Molecular Tumor Pathology, German Cancer Research Center, Im Neuenheimer Feld 280, 69120, Heidelberg, Germany.
Apoptosis. 2012 Feb;17(2):187-99. doi: 10.1007/s10495-011-0664-3.
Treatment with the Bcl-2/Bcl-XL inhibitor ABT-737 is a promising novel strategy to therapeutically induce apoptotic cell death in malignant tumors such as glioblastomas. Although many studies have demonstrated that ABT-737 acts synergistically with chemotherapeutic drugs, the possibility of a combined treatment with ionizing radiation (IR) and ABT-737 has not yet been thoroughly investigated. Similarly, the relationship between p53 function and the pro-apoptotic effects of ABT-737 are still obscure. Here, we demonstrate that IR and ABT-737 synergistically induce apoptosis in glioblastoma cells. The sensitivity to ABT-737-mediated cell death is significantly increased by the IR-dependent accumulation of cells in the G2/M cell cycle phase. Wild type p53 function inhibits the efficacy of a combined IR and ABT-737 treatment via a p21-dependent G1 cell cycle arrest. Moreover, mutant as well as wild type p53 counteract the pro-apoptotic activity of ABT-737 by maintaining the expression levels of the Mcl-1 protein. Thus, p53 regulates the sensitivity to ABT-737 of glioblastoma cells. Our results warrant a further evaluation of a novel combination therapy using IR and ABT-737. The efficacy of such a therapy could be substantially enhanced by Mcl-1-lowering strategies.

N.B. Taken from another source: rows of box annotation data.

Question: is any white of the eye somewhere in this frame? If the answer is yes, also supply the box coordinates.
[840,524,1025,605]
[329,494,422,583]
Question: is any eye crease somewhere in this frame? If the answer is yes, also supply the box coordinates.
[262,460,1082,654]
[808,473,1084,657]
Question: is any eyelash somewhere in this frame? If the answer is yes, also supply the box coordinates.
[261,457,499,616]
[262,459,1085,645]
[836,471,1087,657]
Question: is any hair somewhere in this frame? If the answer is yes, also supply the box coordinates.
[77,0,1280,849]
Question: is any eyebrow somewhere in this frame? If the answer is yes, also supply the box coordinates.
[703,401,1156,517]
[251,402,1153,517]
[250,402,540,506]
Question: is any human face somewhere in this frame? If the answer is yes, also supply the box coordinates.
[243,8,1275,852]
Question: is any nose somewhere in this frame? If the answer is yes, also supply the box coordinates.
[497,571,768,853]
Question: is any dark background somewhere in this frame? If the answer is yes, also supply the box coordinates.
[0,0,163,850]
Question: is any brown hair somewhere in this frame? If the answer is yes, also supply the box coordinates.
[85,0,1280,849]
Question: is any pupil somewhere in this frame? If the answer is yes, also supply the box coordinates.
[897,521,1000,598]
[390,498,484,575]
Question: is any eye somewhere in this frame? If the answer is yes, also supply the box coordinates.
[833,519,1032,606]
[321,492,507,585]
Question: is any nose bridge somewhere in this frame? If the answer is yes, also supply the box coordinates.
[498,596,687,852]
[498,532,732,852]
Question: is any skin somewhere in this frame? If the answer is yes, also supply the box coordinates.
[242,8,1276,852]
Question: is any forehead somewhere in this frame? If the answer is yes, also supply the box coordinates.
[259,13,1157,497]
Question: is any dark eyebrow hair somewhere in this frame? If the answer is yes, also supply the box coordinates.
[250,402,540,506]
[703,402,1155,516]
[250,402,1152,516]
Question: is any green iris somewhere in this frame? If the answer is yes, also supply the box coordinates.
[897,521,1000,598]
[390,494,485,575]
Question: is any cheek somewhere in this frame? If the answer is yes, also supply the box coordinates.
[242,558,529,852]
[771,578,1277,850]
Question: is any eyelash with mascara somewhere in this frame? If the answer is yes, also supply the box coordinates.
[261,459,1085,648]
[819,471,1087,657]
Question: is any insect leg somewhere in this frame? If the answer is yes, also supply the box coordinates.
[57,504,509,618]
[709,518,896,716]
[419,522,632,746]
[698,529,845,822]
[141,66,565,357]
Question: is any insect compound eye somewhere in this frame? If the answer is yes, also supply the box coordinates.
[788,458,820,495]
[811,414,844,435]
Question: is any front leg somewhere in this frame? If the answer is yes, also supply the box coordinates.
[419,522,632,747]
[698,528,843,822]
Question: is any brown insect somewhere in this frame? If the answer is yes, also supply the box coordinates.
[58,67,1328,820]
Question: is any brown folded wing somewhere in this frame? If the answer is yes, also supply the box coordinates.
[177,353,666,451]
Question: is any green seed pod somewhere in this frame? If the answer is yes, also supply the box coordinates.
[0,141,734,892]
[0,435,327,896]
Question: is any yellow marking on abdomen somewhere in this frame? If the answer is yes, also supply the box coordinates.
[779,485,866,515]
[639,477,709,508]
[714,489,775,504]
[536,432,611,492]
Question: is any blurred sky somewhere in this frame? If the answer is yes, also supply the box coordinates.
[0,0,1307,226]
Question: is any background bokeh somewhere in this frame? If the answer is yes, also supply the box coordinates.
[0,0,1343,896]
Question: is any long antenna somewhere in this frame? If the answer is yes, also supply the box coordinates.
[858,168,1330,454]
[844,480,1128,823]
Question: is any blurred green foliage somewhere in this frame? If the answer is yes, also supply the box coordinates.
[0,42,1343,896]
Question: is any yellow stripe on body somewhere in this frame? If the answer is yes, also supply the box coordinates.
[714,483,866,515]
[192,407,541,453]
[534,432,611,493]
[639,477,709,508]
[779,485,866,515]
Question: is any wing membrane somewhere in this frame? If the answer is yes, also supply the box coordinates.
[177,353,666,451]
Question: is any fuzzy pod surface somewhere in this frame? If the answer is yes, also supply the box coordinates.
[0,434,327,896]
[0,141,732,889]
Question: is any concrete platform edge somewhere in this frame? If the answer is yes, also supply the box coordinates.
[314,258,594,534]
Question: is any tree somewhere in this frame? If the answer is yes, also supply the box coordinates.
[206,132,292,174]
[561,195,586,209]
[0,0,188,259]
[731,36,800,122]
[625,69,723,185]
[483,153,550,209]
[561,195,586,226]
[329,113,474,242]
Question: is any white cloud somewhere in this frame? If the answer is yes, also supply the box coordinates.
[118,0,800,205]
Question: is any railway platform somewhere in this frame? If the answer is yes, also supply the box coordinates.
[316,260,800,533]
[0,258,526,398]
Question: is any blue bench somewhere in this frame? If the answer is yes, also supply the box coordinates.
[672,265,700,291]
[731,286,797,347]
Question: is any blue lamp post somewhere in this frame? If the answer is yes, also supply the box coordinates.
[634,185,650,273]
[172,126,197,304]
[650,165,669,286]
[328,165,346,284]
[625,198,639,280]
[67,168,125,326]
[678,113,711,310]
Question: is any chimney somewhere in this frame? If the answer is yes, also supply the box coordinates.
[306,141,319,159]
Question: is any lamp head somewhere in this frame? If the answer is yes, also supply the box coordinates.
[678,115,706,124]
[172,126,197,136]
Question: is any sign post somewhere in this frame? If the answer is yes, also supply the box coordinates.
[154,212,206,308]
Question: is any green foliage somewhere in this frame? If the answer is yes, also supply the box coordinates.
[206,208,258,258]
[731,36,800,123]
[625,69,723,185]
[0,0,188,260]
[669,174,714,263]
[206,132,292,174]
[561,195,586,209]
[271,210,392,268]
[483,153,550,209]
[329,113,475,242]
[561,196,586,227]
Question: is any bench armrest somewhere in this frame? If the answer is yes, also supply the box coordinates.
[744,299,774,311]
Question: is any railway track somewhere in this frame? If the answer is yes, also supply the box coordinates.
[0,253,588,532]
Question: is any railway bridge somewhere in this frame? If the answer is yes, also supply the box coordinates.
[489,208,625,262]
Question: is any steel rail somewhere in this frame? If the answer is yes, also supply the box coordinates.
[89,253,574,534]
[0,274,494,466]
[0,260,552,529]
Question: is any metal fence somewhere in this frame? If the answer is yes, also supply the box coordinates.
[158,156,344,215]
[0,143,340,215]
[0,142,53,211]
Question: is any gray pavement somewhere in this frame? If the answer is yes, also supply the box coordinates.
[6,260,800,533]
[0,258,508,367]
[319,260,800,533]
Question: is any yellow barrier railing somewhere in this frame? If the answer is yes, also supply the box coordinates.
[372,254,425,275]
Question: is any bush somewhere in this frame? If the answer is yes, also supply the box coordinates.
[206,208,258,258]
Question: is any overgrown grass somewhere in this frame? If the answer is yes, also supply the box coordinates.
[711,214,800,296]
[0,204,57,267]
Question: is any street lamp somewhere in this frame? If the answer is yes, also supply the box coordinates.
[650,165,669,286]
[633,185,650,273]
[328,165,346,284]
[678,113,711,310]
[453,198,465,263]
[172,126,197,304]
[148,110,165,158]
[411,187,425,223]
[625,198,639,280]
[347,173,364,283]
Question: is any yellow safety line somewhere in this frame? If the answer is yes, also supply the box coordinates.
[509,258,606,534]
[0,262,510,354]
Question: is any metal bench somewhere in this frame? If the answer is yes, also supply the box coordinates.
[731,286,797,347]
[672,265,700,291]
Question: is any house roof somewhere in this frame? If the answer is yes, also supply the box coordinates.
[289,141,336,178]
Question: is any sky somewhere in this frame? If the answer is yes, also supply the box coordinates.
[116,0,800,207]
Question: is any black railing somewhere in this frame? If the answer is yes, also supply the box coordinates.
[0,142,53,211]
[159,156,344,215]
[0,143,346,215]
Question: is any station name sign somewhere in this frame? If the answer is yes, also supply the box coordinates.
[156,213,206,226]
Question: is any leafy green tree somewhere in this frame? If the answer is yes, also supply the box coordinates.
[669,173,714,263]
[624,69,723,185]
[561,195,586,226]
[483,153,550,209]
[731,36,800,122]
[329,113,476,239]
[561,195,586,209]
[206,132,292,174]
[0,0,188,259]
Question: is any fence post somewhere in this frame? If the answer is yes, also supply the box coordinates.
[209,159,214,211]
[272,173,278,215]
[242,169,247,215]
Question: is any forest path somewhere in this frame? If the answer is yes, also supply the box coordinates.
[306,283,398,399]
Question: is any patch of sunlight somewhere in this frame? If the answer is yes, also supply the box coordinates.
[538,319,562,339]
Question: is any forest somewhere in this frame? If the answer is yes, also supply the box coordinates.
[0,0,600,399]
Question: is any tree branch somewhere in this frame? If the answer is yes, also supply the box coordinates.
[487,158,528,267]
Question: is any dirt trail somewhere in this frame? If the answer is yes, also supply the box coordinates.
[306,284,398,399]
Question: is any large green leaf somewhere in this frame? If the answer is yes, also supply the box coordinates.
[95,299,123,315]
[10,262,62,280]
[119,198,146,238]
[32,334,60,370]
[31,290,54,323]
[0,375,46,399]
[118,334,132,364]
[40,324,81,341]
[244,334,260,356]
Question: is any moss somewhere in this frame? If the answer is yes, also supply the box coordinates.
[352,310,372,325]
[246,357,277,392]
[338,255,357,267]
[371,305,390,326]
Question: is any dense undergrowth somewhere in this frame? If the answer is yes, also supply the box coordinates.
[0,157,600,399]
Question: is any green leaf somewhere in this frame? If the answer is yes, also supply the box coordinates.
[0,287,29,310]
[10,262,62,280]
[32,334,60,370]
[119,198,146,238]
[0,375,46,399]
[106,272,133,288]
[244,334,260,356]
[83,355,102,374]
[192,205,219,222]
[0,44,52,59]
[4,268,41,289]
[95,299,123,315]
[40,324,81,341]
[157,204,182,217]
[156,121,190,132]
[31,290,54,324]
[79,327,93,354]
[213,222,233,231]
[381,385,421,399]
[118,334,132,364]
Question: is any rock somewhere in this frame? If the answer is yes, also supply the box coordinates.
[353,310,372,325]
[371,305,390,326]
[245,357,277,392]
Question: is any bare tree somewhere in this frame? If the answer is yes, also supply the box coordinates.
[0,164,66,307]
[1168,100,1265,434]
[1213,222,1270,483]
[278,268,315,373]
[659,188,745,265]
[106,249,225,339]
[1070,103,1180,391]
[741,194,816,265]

用 Bcl-2/Bcl-XL 抑制剂 ABT-737 治疗是一种很有前途的新策略,可以在恶性肿瘤(如脑胶质瘤)中诱导细胞凋亡。虽然许多研究表明 ABT-737 与化疗药物具有协同作用,但与电离辐射(IR)联合治疗的可能性尚未得到彻底研究。同样,p53 功能与 ABT-737 的促凋亡作用之间的关系仍然不清楚。在这里,我们证明 IR 和 ABT-737 协同诱导脑胶质瘤细胞凋亡。IR 依赖性细胞在 G2/M 细胞周期中积累,显著增加了对 ABT-737 介导的细胞死亡的敏感性。野生型 p53 功能通过 p21 依赖性 G1 细胞周期阻滞抑制联合 IR 和 ABT-737 治疗的疗效。此外,突变型和野生型 p53 通过维持 Mcl-1 蛋白的表达水平来抵抗 ABT-737 的促凋亡活性。因此,p53 调节脑胶质瘤细胞对 ABT-737 的敏感性。我们的结果证明了使用 IR 和 ABT-737 的新型联合治疗的进一步评估是合理的。通过降低 Mcl-1 水平的策略,可以显著提高这种治疗的疗效。